‘Armas, cerveja, peitos, liberdade’: por dentro da corrida off-road mais difĂ­cil do mundo


Uma grande poeira nuvem paira sobre o claro Johnson Valley, no sul da Califórnia. Logo depois da cidade de Lucerne Valley, um terreno público está repleto de todos os tipos de fora da estrada veículos: motos sujas, primeira geração Toyota caminhões com gaiolas soldadas, novos Broncospequenos veículos de quatro rodas pilotados por crianças e UTVs. Os acampamentos para trailers se espalham pelo deserto em ambos os lados, uma estrutura temporária abriga um bar e restaurante, e a estrada termina em uma vila de vendedores que poderia rivalizar com uma pequena feira municipal.

Bem-vindo a Hammertown, a cidade temporária no deserto que surge todo mês de janeiro durante 16 dias para uma série de corridas off-road conhecida como Rei dos Martelos. Pensar Homem em Chamas conhece Mad Maxmas patrocinado pela Monster Energy.

Tendo completado recentemente o seu 20Âş ano, Hammers começou como uma competição entre 13 amigos e agora compreende uma sĂ©rie de corridas com tudo, desde motos sujas a VW Bugs e camiões-trofĂ©u de milhões de dĂłlares. Mais notavelmente, Ă© o berço da sĂ©rie Ultra4, que inclui a Corrida dos Reis – comumente chamada de corrida off-road de um dia mais difĂ­cil do mundo – que combina corridas no deserto a mais de 160 km / h com rastreamento de rochas altamente tĂ©cnico. Com 245 milhas, a corrida deste ano foi a mais difĂ­cil atĂ© o momento. Apenas duas equipes terminaram abaixo do limite de 14 horas. O evento atrai agora mais de 80.000 participantes, que podem comprar ingressos gerais a partir de US$ 100, e conta com aproximadamente 750 pilotos, profissionais e amadores, de todo o mundo. As pessoas tambĂ©m podem assistir em casa: os organizadores dizem que 1,2 milhĂŁo de telespectadores assistiram online este ano.

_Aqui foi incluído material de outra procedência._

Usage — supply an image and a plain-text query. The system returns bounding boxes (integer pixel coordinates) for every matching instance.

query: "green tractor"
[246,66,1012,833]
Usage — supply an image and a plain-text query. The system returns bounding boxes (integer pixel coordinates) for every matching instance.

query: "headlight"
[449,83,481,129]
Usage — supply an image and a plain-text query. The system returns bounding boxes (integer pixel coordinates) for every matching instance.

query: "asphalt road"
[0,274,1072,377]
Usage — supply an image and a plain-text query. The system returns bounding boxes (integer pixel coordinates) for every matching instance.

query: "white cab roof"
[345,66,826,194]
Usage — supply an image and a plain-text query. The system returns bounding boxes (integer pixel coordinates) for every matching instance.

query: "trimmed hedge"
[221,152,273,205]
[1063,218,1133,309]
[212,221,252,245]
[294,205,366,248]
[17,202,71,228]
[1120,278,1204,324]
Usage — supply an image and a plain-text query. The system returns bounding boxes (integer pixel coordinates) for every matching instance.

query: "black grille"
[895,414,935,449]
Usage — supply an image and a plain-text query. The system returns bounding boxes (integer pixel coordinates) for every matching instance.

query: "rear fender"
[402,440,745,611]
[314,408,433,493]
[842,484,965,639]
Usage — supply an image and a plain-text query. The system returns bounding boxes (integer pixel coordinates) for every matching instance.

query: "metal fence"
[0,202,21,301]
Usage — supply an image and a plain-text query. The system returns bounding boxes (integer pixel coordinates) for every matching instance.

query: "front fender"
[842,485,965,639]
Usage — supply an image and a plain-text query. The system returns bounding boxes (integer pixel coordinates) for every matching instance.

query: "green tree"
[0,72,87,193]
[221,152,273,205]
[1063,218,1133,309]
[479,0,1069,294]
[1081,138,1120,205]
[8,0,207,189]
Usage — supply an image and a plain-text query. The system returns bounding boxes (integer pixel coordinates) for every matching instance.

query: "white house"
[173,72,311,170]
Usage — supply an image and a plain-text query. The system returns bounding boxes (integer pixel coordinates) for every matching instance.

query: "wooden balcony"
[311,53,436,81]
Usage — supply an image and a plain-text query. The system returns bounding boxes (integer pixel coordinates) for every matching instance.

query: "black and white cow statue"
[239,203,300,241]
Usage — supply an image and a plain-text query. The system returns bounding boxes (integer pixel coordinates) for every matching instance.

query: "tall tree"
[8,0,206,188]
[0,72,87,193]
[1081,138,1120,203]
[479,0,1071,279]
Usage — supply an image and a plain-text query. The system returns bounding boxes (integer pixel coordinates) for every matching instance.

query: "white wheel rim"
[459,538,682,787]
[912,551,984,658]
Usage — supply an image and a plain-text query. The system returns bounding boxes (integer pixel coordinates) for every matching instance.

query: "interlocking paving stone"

À medida que King of the Hammers entra em sua terceira década, fica claro o quão longe o off-road avançou, desde os dias de caminhões “caixas de merda” cobertos de amassados ​​​​e adesivos até plataformas construídas especificamente com logotipos que custam facilmente centenas de milhares. As corridas Ultra4 ocorrem internacionalmente e o mercado de veículos off-road é avaliado em mais de US$ 22 bilhões, de acordo com a Grand View Research.

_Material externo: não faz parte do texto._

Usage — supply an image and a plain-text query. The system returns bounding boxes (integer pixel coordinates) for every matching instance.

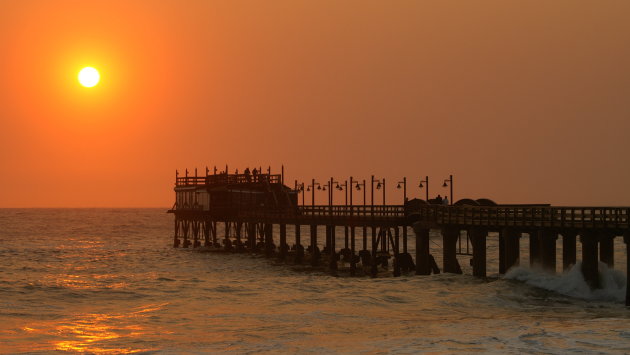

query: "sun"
[79,67,101,88]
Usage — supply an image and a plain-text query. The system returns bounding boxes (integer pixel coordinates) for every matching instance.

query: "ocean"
[0,208,630,354]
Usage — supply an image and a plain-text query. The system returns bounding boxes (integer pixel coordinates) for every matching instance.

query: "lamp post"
[335,180,348,207]
[418,176,429,202]
[306,179,322,207]
[376,178,385,206]
[442,175,453,205]
[370,175,385,213]
[396,177,407,205]
[355,179,367,250]
[295,180,304,207]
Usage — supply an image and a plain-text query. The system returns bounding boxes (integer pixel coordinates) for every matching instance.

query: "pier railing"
[174,205,630,229]
[412,206,630,229]
[175,174,282,187]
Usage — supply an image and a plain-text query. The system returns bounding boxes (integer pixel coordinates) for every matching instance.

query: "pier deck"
[168,167,630,306]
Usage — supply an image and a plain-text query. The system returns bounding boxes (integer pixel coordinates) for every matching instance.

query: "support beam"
[350,226,357,276]
[247,222,256,253]
[538,229,558,273]
[599,234,615,269]
[470,228,488,277]
[442,227,462,274]
[499,231,507,275]
[370,225,378,277]
[623,231,630,307]
[561,230,577,271]
[502,228,521,272]
[402,225,407,254]
[413,223,431,275]
[264,223,275,257]
[580,232,599,288]
[329,226,337,271]
[173,217,179,248]
[278,224,289,260]
[311,224,320,266]
[528,231,541,269]
[394,226,400,277]
[293,224,304,264]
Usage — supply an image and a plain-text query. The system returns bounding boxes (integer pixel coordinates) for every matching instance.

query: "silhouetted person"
[245,167,251,182]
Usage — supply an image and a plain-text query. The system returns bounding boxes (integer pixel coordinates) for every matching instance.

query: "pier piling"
[562,230,577,271]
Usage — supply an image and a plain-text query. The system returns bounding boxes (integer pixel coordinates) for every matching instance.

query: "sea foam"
[504,262,626,302]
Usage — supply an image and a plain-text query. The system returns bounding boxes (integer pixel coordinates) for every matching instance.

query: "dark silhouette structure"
[168,166,630,305]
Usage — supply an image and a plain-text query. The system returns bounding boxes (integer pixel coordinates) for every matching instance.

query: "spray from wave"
[504,262,626,302]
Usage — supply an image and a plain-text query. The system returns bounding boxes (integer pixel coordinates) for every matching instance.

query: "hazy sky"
[0,0,630,207]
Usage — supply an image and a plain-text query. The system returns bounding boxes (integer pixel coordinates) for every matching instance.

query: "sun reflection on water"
[27,303,168,354]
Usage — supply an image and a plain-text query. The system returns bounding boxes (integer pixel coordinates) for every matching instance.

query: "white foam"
[504,262,626,302]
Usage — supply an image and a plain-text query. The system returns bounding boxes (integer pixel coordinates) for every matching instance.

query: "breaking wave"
[504,262,626,302]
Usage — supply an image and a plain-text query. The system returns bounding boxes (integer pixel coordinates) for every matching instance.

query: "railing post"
[413,223,431,275]
[561,229,577,271]
[580,231,599,288]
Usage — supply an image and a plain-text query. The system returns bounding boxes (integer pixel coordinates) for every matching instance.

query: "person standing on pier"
[245,167,251,182]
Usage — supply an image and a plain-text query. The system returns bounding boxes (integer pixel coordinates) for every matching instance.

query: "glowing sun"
[79,67,101,88]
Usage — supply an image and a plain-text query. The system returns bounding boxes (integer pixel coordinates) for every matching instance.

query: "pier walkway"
[168,167,630,306]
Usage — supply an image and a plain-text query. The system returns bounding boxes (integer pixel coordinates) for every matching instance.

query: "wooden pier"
[168,167,630,306]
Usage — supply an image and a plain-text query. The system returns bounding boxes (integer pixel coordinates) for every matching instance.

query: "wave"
[504,262,626,302]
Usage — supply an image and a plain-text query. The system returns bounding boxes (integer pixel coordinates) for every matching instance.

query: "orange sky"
[0,0,630,207]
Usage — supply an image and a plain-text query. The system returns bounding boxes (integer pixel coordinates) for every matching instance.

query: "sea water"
[0,209,630,354]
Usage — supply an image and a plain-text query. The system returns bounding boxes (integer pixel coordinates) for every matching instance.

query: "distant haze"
[0,1,630,207]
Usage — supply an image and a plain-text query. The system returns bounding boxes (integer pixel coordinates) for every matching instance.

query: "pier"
[168,166,630,306]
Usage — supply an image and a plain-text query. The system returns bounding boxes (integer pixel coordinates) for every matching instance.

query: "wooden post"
[580,232,599,288]
[538,229,558,273]
[561,230,577,271]
[442,227,462,274]
[394,226,400,277]
[203,220,210,247]
[402,224,407,254]
[173,217,179,248]
[278,223,289,260]
[528,231,540,269]
[413,223,431,275]
[182,220,190,248]
[330,227,337,271]
[470,228,488,277]
[502,228,521,272]
[247,222,256,253]
[623,231,630,307]
[294,224,304,264]
[362,227,367,250]
[264,223,275,257]
[350,225,357,276]
[370,227,378,277]
[499,230,507,275]
[599,235,615,269]
[311,224,319,266]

Além dos banners dos patrocinadores e das plataformas apoiadas pelas fábricas, muitos veículos funcionam como declarações políticas. Eles têm envoltórios de vinil personalizados, bandeiras montadas em antenas e portas traseiras adesivadas. Embora as estrelas e listras sejam exibidas com mais destaque, as bandeiras de Gadsden são comuns; Os slogans “1776”, “Nós, o Povo” e a Segunda Emenda também aparecem regularmente. As bandeiras de Trump estão presentes, embora muito menos do que se poderia esperar, dado o cenário. Um diz “Armas, Cerveja, Peitos, Liberdade”. A personalização de veículos aponta para um tema recorrente – a preocupação com a autonomia – frente a uma das maiores áreas abertas de veículos fora-de-estrada do país. King of the Hammers não se trata apenas de quem cruza a linha de chegada primeiro, mas de uma comunidade que retorna a cada inverno para quebrar coisas, consertá-las e quebrá-las novamente.